Soccer and Machine Learning: 2 hot topics for 2018
How good is a certain soccer player? Let’s find out applying Machine Learning to Fifa 18!
I’m sure you’ve probably heard about the 2018 FIFA Football World Cup in Russia everywhere during the last few months. And, if you are a techy too, I guess you also have realized that Machine Learning and Artificial Intelligence are buzzwords too. So, what better way to get ready for the World Cup than by practicing in a project that combines these two hot topics? In order to do that, we’re going to leverage a dataset of the Fifa 2018 video game. My goal is to show you how to create a predictive model that is able to forecast how good a soccer player is based on their game statistics (using Python in a Jupyter Notebook).
Fifa is one of the most well-known video games around the world. You’ve probably played it at least once, right? Although I’m not a fan of video games, when I saw this dataset collected by Aman Srivastava, I immediately thought that it was great for practicing some of the basics of any Machine Learning Project.
The Fifa 18 dataset was scraped from the website sofifa.com containing statistics and more than 70 attributes for each player in the Full version of FIFA 18. In this Github Project, you can access the CSV files that compose the dataset and some Jupyter notebooks with the python code used to collect the data.
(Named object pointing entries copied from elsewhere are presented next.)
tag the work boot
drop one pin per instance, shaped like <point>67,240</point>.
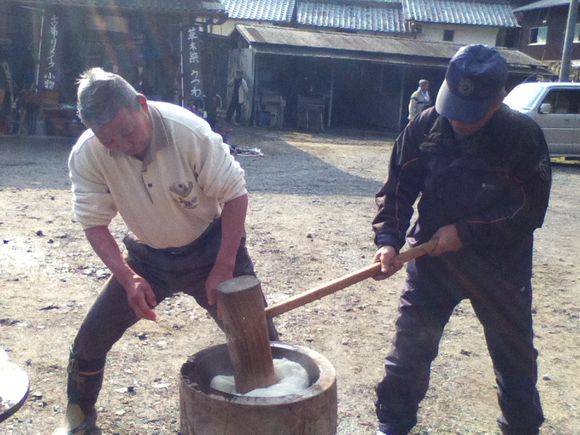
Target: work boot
<point>77,422</point>
<point>85,379</point>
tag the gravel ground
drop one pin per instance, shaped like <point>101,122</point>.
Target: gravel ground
<point>309,222</point>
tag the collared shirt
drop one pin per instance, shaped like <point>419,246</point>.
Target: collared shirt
<point>170,197</point>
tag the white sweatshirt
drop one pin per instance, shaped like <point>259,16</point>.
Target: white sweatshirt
<point>169,198</point>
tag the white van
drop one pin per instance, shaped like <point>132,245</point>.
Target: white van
<point>555,106</point>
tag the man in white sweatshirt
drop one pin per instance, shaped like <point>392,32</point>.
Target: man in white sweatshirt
<point>183,198</point>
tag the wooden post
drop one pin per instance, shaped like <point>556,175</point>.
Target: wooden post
<point>242,309</point>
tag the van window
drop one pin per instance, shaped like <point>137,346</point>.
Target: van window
<point>523,97</point>
<point>564,100</point>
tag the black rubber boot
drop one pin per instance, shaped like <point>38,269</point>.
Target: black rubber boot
<point>85,379</point>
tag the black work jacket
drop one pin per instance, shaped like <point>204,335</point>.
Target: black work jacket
<point>496,193</point>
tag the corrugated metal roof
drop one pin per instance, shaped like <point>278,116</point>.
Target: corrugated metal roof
<point>163,6</point>
<point>385,49</point>
<point>361,17</point>
<point>473,12</point>
<point>260,10</point>
<point>542,4</point>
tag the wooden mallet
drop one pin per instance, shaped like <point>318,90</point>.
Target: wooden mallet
<point>245,318</point>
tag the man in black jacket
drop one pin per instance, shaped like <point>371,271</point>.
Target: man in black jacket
<point>484,177</point>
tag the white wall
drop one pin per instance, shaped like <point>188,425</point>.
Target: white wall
<point>463,34</point>
<point>224,29</point>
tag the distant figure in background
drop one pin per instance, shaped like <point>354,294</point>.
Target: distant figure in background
<point>420,99</point>
<point>239,97</point>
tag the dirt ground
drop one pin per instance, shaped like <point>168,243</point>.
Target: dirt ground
<point>311,207</point>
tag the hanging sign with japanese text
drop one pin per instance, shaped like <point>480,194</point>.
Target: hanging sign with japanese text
<point>193,92</point>
<point>50,52</point>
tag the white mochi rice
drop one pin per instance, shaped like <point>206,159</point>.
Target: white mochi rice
<point>293,379</point>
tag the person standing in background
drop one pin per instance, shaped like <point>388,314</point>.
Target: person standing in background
<point>420,99</point>
<point>238,99</point>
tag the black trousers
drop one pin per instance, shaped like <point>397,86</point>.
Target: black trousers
<point>168,272</point>
<point>435,285</point>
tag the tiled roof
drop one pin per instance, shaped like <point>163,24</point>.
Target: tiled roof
<point>382,48</point>
<point>163,6</point>
<point>542,4</point>
<point>260,10</point>
<point>473,12</point>
<point>381,16</point>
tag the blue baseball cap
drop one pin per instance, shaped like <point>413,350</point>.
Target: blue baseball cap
<point>474,80</point>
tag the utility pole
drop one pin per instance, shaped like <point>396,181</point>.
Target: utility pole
<point>568,41</point>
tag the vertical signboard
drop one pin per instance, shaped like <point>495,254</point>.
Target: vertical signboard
<point>50,49</point>
<point>191,80</point>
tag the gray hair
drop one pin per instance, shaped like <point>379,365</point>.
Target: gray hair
<point>101,95</point>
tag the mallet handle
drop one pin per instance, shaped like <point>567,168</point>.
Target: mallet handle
<point>344,281</point>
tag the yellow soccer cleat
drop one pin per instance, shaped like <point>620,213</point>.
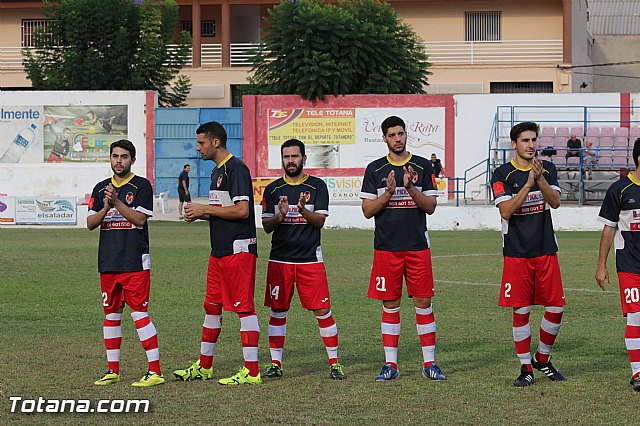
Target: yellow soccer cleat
<point>109,378</point>
<point>149,379</point>
<point>195,372</point>
<point>242,377</point>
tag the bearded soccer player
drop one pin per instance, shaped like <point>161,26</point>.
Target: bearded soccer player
<point>524,191</point>
<point>231,275</point>
<point>120,206</point>
<point>399,190</point>
<point>620,213</point>
<point>296,256</point>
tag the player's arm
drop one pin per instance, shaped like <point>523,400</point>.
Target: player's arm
<point>95,220</point>
<point>136,217</point>
<point>426,203</point>
<point>606,239</point>
<point>551,196</point>
<point>239,210</point>
<point>373,206</point>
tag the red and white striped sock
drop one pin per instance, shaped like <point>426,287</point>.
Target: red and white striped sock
<point>391,335</point>
<point>112,332</point>
<point>149,338</point>
<point>249,337</point>
<point>277,334</point>
<point>210,332</point>
<point>632,341</point>
<point>549,329</point>
<point>426,325</point>
<point>329,334</point>
<point>522,335</point>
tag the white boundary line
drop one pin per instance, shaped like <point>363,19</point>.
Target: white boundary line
<point>582,290</point>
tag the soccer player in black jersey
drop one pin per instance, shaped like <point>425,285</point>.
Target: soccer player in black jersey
<point>620,214</point>
<point>120,206</point>
<point>294,208</point>
<point>524,190</point>
<point>231,275</point>
<point>399,190</point>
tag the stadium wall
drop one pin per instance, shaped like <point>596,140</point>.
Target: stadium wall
<point>33,175</point>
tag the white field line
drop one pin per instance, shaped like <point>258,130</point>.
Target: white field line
<point>582,290</point>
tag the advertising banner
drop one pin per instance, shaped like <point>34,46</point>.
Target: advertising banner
<point>53,134</point>
<point>46,211</point>
<point>7,210</point>
<point>338,138</point>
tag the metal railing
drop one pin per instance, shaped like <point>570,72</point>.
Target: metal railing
<point>503,51</point>
<point>440,52</point>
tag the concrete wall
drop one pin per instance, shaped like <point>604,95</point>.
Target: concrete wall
<point>73,179</point>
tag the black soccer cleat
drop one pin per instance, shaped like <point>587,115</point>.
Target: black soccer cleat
<point>548,369</point>
<point>525,378</point>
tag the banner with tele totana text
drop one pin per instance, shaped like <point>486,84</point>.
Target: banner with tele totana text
<point>337,138</point>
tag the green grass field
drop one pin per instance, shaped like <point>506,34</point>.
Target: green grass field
<point>51,338</point>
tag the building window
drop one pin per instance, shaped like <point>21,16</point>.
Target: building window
<point>207,28</point>
<point>29,27</point>
<point>522,87</point>
<point>482,26</point>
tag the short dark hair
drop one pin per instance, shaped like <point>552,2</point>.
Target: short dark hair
<point>636,151</point>
<point>213,130</point>
<point>517,130</point>
<point>124,144</point>
<point>392,121</point>
<point>290,143</point>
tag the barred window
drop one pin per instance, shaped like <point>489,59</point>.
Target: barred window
<point>482,26</point>
<point>207,28</point>
<point>29,27</point>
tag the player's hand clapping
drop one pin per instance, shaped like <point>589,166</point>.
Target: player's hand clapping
<point>283,206</point>
<point>391,182</point>
<point>407,177</point>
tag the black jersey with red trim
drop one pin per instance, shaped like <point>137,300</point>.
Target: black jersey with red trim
<point>401,225</point>
<point>621,210</point>
<point>529,231</point>
<point>123,246</point>
<point>230,183</point>
<point>295,240</point>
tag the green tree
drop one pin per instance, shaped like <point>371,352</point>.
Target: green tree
<point>314,49</point>
<point>114,45</point>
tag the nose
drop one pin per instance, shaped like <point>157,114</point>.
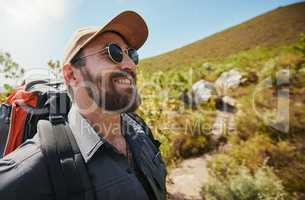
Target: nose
<point>127,63</point>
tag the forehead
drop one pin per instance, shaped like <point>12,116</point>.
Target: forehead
<point>105,38</point>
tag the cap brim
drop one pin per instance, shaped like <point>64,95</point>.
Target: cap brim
<point>128,24</point>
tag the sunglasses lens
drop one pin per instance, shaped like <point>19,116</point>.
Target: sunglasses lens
<point>133,54</point>
<point>115,53</point>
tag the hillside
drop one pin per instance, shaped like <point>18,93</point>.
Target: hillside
<point>275,28</point>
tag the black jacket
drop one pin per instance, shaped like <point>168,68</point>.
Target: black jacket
<point>24,173</point>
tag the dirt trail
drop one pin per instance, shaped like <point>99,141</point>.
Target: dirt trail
<point>185,181</point>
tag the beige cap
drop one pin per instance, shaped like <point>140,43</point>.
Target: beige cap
<point>129,24</point>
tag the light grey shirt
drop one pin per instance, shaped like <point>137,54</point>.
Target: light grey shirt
<point>24,174</point>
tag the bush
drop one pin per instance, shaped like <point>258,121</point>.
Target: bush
<point>263,185</point>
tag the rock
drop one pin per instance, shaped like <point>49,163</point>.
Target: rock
<point>230,79</point>
<point>186,181</point>
<point>207,66</point>
<point>282,77</point>
<point>203,91</point>
<point>226,104</point>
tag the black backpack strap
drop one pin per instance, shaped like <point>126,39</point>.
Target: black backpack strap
<point>145,127</point>
<point>66,165</point>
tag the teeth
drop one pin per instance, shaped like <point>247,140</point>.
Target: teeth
<point>123,81</point>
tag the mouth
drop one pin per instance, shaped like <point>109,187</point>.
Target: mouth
<point>123,82</point>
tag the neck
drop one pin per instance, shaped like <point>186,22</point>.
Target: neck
<point>105,123</point>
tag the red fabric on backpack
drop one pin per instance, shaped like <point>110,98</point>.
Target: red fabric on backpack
<point>18,116</point>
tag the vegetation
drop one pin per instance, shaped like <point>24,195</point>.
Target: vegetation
<point>262,158</point>
<point>259,160</point>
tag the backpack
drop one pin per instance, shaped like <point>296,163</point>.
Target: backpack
<point>43,105</point>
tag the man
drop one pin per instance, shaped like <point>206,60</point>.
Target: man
<point>123,163</point>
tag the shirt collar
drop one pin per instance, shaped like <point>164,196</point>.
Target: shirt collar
<point>86,137</point>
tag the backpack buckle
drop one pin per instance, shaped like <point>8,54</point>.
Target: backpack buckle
<point>57,119</point>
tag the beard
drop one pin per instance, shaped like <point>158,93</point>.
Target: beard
<point>108,95</point>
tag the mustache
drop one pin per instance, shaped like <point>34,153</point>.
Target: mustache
<point>124,73</point>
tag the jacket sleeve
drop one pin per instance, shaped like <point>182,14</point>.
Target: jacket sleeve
<point>23,174</point>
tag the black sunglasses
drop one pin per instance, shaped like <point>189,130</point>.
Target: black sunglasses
<point>115,53</point>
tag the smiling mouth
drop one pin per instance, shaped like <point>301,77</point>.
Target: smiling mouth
<point>123,81</point>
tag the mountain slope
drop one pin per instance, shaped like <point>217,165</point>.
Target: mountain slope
<point>278,27</point>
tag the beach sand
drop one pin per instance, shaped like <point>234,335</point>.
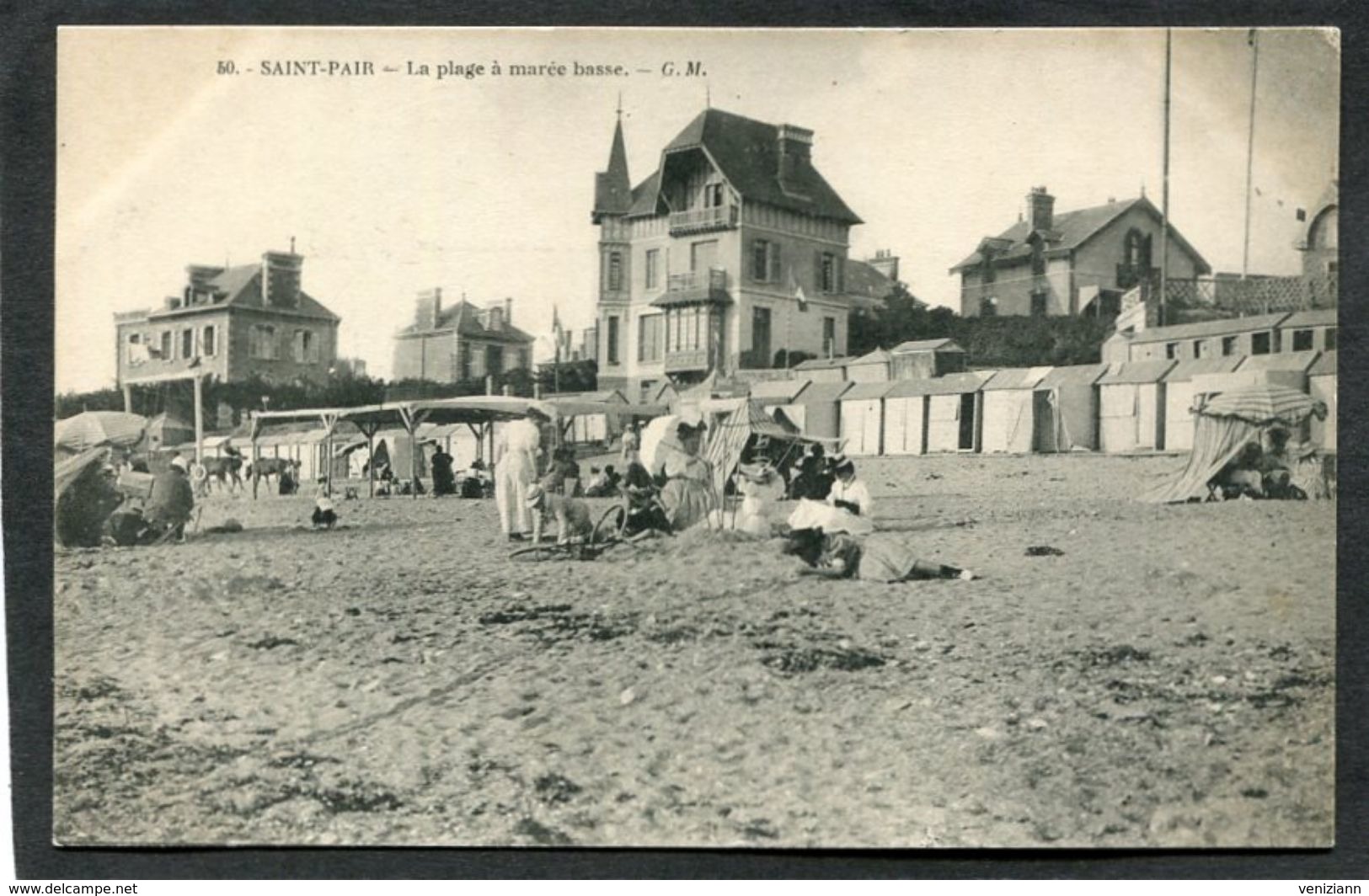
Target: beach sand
<point>1165,681</point>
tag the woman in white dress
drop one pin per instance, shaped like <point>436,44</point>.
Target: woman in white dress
<point>760,488</point>
<point>515,471</point>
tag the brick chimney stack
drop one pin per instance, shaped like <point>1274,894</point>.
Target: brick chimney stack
<point>281,280</point>
<point>886,263</point>
<point>1040,208</point>
<point>795,151</point>
<point>429,308</point>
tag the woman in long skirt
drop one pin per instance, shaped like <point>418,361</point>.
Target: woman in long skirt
<point>515,471</point>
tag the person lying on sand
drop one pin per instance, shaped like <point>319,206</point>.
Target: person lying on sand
<point>324,513</point>
<point>571,515</point>
<point>875,558</point>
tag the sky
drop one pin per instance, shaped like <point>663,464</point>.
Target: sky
<point>398,182</point>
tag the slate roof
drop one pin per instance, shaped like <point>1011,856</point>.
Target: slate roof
<point>1279,361</point>
<point>240,286</point>
<point>949,385</point>
<point>1313,317</point>
<point>865,280</point>
<point>865,392</point>
<point>778,390</point>
<point>821,364</point>
<point>1324,365</point>
<point>821,393</point>
<point>1016,378</point>
<point>1189,368</point>
<point>748,153</point>
<point>1072,374</point>
<point>464,319</point>
<point>1222,328</point>
<point>1136,372</point>
<point>927,345</point>
<point>1068,232</point>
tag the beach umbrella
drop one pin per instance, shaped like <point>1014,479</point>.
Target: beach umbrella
<point>94,429</point>
<point>1264,405</point>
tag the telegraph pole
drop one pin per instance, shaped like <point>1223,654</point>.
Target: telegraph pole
<point>1164,196</point>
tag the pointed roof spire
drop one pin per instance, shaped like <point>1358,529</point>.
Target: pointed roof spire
<point>612,188</point>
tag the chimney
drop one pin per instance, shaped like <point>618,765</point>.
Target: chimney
<point>429,308</point>
<point>281,280</point>
<point>1040,208</point>
<point>201,274</point>
<point>886,263</point>
<point>795,151</point>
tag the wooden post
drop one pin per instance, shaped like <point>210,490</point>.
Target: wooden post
<point>256,457</point>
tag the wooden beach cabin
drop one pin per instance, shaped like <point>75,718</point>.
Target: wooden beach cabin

Having said this, now let’s start!
Getting started with the machine learning tutorial
We explained most of the basic concepts related to smart systems and how machine learning techniques could add smart capabilities to many kinds of systems in almost any domain that you can imagine. Among other things, we learned that a typical workflow for a Machine Learning Project usually looks like the one shown in the image below:
In this post we’ll go through a simplified view of this whole process, with a practical implementation of each phase. The main objective is to show most of the common steps performed during any machine learning project. Therefore, you could use it as a start point in case you need to address a machine learning project from scratch.
In what follows, we will:
- Apply some preprocessing steps to prepare the data.
- Then, we will perform a descriptive analysis of the data to better understand the main characteristics that they have.
- We will continue by practicing how to train different machine learning models using scikit-learn. It is one of the most
popular python libraries for machine learning. We will also use a subset of the dataset for training purposes.
- Then, we will iterate and evaluate the learned models by using unseen data. Later, we will compare them until we find a
good model that meets our expectations.
- Once we have chosen the candidate model, we will use it to perform predictions and to create a simple web application that
consumes this predictive model.
At the end we will arrive at a funny smart app like the one below. It will be able to predict how good a soccer player is based on their game statistics. Sounds cool, yeah? Well, let’s dive in!
1. Preparing the Data
Generally any machine learning project has an initial stage known as data prepapration, data cleaning or the preprocessing phase.
Its main objective is to collect and prepare the data that the learning algorithms will use during the training phase. In our practical and concrete example, an important part of this was already addressed by Aman Srivastava when he scraped different pages from the website sofifa.com. In his Github Project you can access some of the jupyter notebooks with the python code that acts as the data preprocessing modules that were applied to get and generate the original dataset for our project. Below, as an example, we can see the module that does the web scraping of the raw data (html format) and how it transforms the data into a Pandas dataframe (Pandas is a famous Python library for data processing). Finally it generates a csv file with the results. In some way, this data preparation step can be seen like something similar to the old ETLs (extract, transform, load) database processes.